July 27, 2013
The most vivid orange and black butterfly was dancing around my home flower garden this afternoon. It could have been a Monarch. It could have been a Viceroy. Click here to see a comparison of the two using Google Images. After you compare the two, take this quiz to see if you can tell the difference.
July 6, 2013
It seems that this little bee is taking time to enjoy the purple coneflowers in our butterfly garden.
July 4, 2013
July 2, 2013
|Pre-pupa stage (June 30)|
Compare the two photos above. Do you see how the caterpillar has come away from the branch?
And the next day, what do you think I found? A chrysalis had formed before I knew it. See the picture below.
Chrysalis (July 1)
The chrysalis is brown like the branch to which it is attached. The chrysalis can be either brown like this one or green depending upon its surroundings. The string of silk that you see was spun by the caterpillar and serves as a safety line to hold the chrysalis to the branch. And now the caterpillar is going through many changes inside the chrysalis. It is in the process of becoming an adult butterfly. In 1-2 weeks, the butterfly should begin to emerge, and I will wait patiently.
July 1, 2013
How many butterfly eggs can you spot? There were several on the dill that my sister-in-law gave me. They look like tiny, tiny, light yellow balls. Butterflies lay eggs on the host plants their caterpillars need to eat. If you are going to hatch them in an enclosure, it is important to give them plenty of the plant you found them on.

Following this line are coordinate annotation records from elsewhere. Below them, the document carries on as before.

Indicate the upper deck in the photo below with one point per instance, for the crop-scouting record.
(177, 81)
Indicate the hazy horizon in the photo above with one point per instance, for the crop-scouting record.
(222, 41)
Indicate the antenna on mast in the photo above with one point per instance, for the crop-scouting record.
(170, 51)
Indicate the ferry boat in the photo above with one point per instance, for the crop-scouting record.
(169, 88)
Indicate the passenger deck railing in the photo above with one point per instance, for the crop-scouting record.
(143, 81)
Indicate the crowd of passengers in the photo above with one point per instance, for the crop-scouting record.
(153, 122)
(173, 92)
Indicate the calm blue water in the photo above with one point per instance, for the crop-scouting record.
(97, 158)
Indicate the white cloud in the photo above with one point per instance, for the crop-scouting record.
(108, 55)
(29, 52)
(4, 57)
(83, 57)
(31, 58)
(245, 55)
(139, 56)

You can see in the photo below that I planted parsley, fennel and dill in pots as well as some in the ground. If I want to move eggs or a caterpillar to the hatching station, I can move the potted plant into the enclosure too.
Look carefully for butterfly eggs on the plants in your own yard. Sometimes you might even find eggs on the underside of leaves. It didn't take much time after planting my own butterfly garden at home to notice more and more butterflies coming to my yard. More butterflies equals more eggs. Since finding eggs on the dill, I've noticed them on other plants too. You just have to know what to look for.

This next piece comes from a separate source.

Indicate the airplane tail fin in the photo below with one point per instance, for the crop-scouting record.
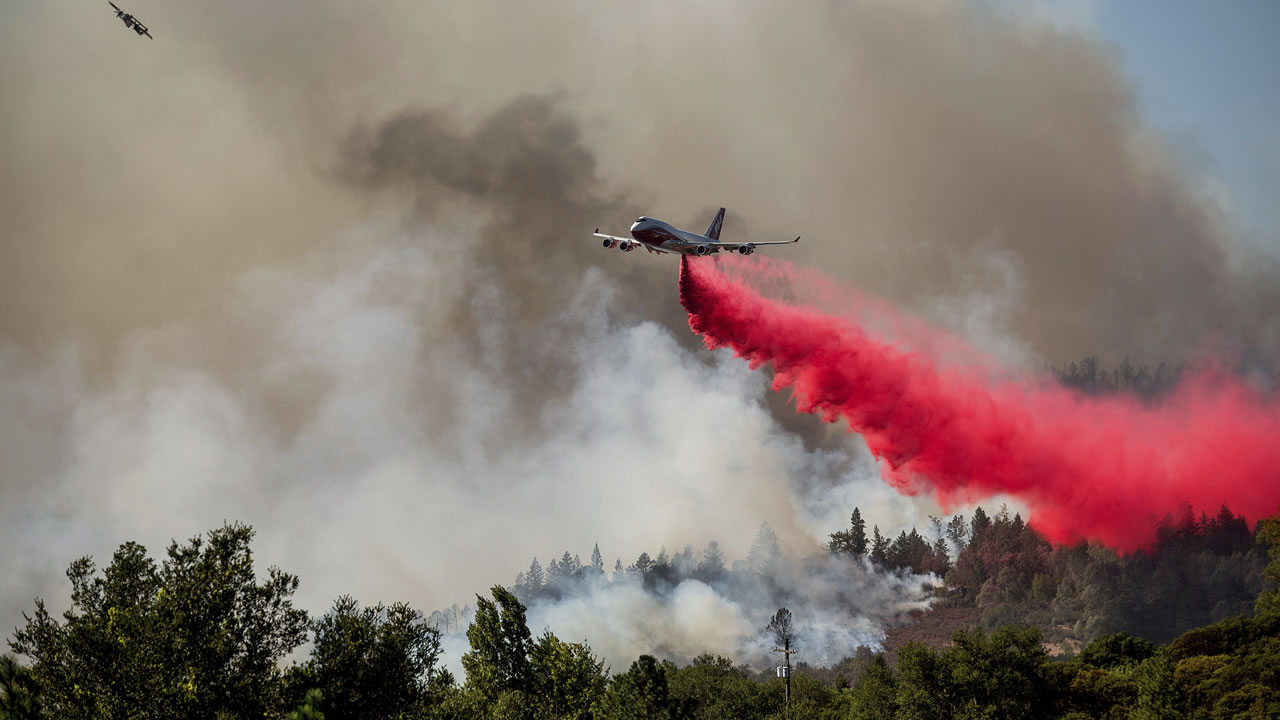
(713, 229)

You can see how one hungry caterpillar devoured the parsley in the photo below. When I say to be sure you have enough of the host plant to feed them, I really mean it.

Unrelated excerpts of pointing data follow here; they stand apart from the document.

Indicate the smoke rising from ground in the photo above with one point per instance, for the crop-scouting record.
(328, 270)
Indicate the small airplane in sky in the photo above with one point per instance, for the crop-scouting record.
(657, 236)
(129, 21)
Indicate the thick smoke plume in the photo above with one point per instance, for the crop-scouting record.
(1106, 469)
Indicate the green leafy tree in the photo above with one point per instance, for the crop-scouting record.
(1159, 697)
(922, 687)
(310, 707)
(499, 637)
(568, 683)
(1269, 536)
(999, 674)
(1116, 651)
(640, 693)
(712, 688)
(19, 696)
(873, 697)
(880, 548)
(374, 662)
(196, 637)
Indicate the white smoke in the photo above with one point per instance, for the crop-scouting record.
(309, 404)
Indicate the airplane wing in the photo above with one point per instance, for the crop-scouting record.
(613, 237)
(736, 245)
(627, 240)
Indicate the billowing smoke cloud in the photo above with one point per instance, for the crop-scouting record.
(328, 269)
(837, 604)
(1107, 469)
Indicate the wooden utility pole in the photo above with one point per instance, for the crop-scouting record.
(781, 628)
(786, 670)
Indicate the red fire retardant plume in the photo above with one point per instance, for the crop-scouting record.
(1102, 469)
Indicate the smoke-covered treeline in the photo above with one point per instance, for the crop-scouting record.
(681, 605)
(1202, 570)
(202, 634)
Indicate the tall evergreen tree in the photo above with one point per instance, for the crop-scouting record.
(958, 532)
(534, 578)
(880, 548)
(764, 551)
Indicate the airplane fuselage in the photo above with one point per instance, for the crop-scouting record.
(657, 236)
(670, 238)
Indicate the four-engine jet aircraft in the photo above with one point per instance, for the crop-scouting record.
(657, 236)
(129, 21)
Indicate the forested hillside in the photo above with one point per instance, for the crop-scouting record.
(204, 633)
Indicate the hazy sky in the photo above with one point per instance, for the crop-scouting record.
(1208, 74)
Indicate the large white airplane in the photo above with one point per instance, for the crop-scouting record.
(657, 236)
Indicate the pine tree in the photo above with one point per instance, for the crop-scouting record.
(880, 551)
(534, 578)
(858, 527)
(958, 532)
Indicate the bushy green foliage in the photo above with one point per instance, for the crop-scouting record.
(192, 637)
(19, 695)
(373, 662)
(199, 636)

If you are really lucky like Mrs. Simpson, you can also find caterpillars on plants at the store. She hit the jackpot in the plant display at Alco. She found four of these Black Swallowtail caterpillars among the parsley. She was so excited that she bought all the parsley they had. I was happy because she let me adopt one of the caterpillars she found.
He is huge!
The caterpillar spent two days eating parsley. June 30 it crawled to the highest spot he could find to prepare for a chrysalis.
This is what the chrysalis looked like on July 2.
Look what I found the morning of July 12! A beautiful black swallowtail butterfly was drying its wings on the inside of the enclosure. I unzipped the hatching station and it crawled out onto the top, fluttered its wings for about two or three minutes and flew away.
This tiny caterpillar was on a fennel plant I bought at Markum's Nursery in Moore.
While you are waiting for Mom or Dad to finish shopping in Walmart, go to the garden center and hunt for caterpillars.